Abstract

Conductive hydrogels have aroused tremendous interest as strain sensing materials because of their good biocompatibility, high stretchability, and structural similarity to natural soft tissues. However, fabricating a multifunctional conductive hydrogel that simultaneously exhibits high toughness, high sensing performance and a low detection limit remains a challenge. Herein, we developed a new conductive hydrogel with a hierarchical cluster network structure by using soft Ga droplets encapsulated by guar gum (GG), in situ polymerized polydopamine (PDA) as conductive materials and in situ synthesized/Ga3+-crosslinked poly acrylic acid (PAA) as a ductile hydrogel matrix. GG and PDA around Ga droplets constituted physically crosslinked dense rigid networks. Because of its completely physically crosslinked hierarchical cluster network structure with Ga droplets, the hydrogel, which was named GG-PDA-Ga-PAA, exhibited high toughness (1.8 MJ/m3), good moldability, adhesiveness, antibacterial activity and excellent self-healing properties. Its conductivity recovered more than 90 % within 83 ms, while its tensile strength (213.2 kPa) and elongation at break (1364 %) recovered 92.8 % and 100 %, respectively, within 6 h.
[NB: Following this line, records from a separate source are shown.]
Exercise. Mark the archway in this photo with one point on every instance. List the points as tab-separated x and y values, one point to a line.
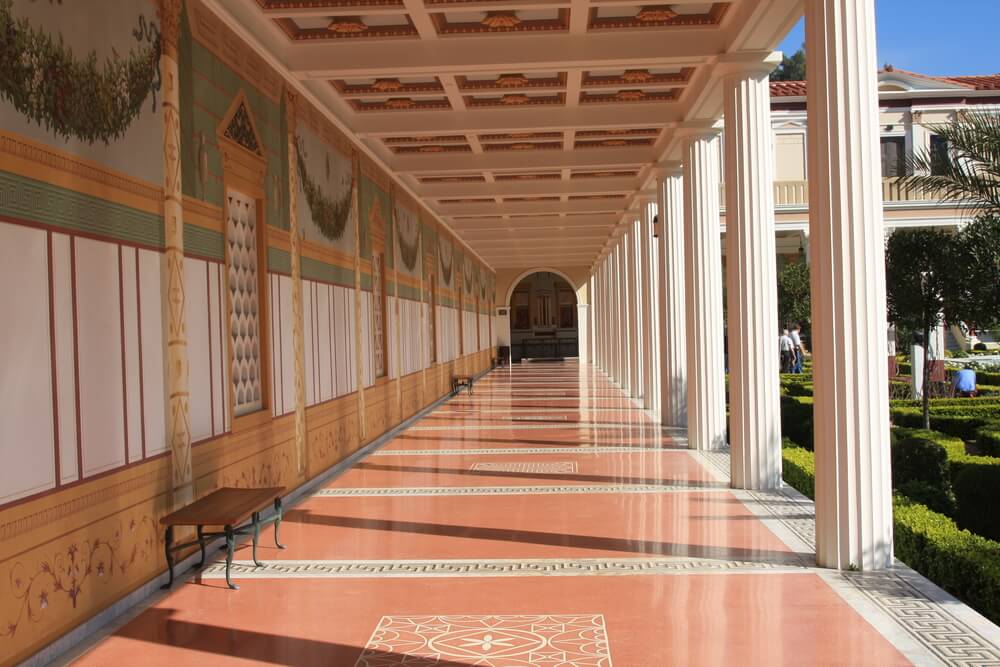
543	317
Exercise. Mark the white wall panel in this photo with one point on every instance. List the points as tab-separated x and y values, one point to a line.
220	348
133	383
100	356
309	339
199	359
62	309
325	319
287	349
27	432
151	323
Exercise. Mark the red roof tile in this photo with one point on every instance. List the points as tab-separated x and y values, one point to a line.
976	82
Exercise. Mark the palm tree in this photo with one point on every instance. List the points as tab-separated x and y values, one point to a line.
964	166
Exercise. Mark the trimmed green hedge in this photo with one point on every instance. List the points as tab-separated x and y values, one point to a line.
975	481
964	564
799	469
797	419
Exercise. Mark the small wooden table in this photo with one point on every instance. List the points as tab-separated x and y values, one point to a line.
459	381
226	507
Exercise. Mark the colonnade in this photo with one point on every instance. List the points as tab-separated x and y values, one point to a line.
659	326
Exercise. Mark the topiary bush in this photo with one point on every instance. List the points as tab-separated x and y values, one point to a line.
799	470
964	564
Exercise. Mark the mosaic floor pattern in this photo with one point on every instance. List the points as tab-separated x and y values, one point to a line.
545	520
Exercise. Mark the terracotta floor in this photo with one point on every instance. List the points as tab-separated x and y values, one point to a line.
480	537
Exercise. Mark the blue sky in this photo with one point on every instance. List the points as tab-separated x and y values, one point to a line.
937	37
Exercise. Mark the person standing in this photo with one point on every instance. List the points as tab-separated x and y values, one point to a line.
797	345
787	349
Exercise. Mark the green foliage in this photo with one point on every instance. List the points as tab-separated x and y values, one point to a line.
968	171
797	419
70	96
973	295
964	564
799	470
918	266
988	441
793	293
792	68
920	471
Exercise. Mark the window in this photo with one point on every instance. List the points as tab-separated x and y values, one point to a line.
244	302
893	157
939	155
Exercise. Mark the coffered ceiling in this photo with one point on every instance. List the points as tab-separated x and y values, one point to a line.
530	126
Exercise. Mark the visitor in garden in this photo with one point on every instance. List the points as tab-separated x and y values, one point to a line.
964	383
787	348
797	343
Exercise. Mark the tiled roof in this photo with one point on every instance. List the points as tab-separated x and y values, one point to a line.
977	82
788	89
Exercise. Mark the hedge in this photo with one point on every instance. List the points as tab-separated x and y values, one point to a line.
797	419
799	469
975	481
964	564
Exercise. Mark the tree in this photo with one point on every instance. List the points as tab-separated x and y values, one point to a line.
918	268
792	68
973	293
793	293
963	165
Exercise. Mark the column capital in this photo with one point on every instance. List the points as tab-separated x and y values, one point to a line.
748	63
699	129
668	168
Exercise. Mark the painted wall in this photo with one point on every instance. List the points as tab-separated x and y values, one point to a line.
83	417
When applied as a strain sensing material, the GG-PDA-Ga-PAA hydrogel displayed high sensitivity (GF=10.83), short response/recovery time (167/167 ms), ultralow detection limit (0.2 %) and good fatigue resistance and cyclic stability (1000 cycles). Due to its excellent comprehensive properties, the hydrogel can be applied as a competent wearable stain sensor for monitoring various human activities from pulses in the radial artery to human joint bending. This work provides a new approach for producing multifunctional conductive hydrogels for strain sensors.